大切なのは欲の向かう先です。自分の欲をより大きな目的へと向け直すことが、密教の考える「生きるエネルギーの使い方」です。自分を満たす欲ではなく、家族や社会のために向かう欲なら否定されません。空海が密教をもとに開いた宗派・真言宗で唱えるお経の中には「欲は本来、清らかなものである」という趣旨の言葉があります。ここに、密教ならではの煩悩観、そしてパワフルに生きることの素晴らしさが表れています。
悟りとは
密教における悟りとは、思い込みや先入観を手放して、自分の心をありのままに、直感的に体で理解することです。それは自分と他者の区別がなくなるほどに「生きること」に没入することでもあります。

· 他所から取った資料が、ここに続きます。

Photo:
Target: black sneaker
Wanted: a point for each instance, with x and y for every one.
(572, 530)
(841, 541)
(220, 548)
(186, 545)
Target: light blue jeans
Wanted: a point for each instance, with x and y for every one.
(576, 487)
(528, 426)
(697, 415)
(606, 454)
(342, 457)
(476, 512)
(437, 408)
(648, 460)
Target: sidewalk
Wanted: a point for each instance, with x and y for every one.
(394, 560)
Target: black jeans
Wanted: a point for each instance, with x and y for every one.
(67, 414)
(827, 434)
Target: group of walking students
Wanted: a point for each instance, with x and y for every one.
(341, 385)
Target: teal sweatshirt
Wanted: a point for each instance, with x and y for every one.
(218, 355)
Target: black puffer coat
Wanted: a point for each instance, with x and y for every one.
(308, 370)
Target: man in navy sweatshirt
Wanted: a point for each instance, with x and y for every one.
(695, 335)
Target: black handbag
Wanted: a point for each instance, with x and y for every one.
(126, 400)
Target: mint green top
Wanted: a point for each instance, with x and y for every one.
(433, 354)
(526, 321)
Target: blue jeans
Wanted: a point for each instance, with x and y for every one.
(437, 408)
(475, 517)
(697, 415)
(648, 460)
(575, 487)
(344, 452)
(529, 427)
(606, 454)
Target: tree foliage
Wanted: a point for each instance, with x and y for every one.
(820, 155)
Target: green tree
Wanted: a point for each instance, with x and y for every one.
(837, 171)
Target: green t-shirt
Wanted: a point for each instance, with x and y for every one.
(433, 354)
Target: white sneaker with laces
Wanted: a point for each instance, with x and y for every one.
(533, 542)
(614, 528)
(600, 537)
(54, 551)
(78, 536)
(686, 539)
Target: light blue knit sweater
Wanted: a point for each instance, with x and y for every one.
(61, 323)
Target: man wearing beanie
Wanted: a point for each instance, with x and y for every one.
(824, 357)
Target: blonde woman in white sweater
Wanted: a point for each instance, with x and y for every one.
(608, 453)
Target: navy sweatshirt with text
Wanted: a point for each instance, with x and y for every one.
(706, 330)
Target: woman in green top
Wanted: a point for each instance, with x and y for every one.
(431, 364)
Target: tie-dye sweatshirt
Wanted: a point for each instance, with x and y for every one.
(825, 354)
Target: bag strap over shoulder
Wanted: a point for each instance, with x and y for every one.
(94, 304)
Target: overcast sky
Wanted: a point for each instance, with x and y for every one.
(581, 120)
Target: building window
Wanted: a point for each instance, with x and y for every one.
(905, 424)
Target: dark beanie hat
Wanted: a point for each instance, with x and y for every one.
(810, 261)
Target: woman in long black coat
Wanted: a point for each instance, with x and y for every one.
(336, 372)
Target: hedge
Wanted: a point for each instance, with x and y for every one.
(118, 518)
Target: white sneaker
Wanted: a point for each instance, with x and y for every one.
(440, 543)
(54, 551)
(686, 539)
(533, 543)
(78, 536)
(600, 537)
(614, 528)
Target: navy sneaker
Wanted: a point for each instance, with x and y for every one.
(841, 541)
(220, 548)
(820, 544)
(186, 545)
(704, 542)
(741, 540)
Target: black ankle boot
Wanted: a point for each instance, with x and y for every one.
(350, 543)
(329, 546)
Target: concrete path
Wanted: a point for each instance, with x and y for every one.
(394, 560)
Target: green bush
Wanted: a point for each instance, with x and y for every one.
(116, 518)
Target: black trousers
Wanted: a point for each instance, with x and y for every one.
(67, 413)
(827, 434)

そうした自分と世界とが溶け合うような、対立や分別を超えた一瞬を体感できるように一生懸命生きることが密教の「悟り」、即ち「より良くパワフルに生きる」ことにつながるのです。
変わらない悩み
真言宗の思想は空海の時代で完成したわけではなく、弟子や後の僧侶たちによって議論が重ねられ、時代の中で問い直されてきました。鎌倉時代には「この世で悟りを開くことは本当に可能なのか」という問いが真言宗の内部でも真剣に議論され、当時の問答記録には葛藤と模索の跡が刻まれています。平安・鎌倉時代の人々が抱えた悩みは、現代と驚くほど重なります。
こうした思想の変遷は、漢文の一次史料を読み解くことで明らかになってきました。古いテキストを読み解くことは、人間が繰り返し向き合ってきた問いと向き合うことでもあるのです。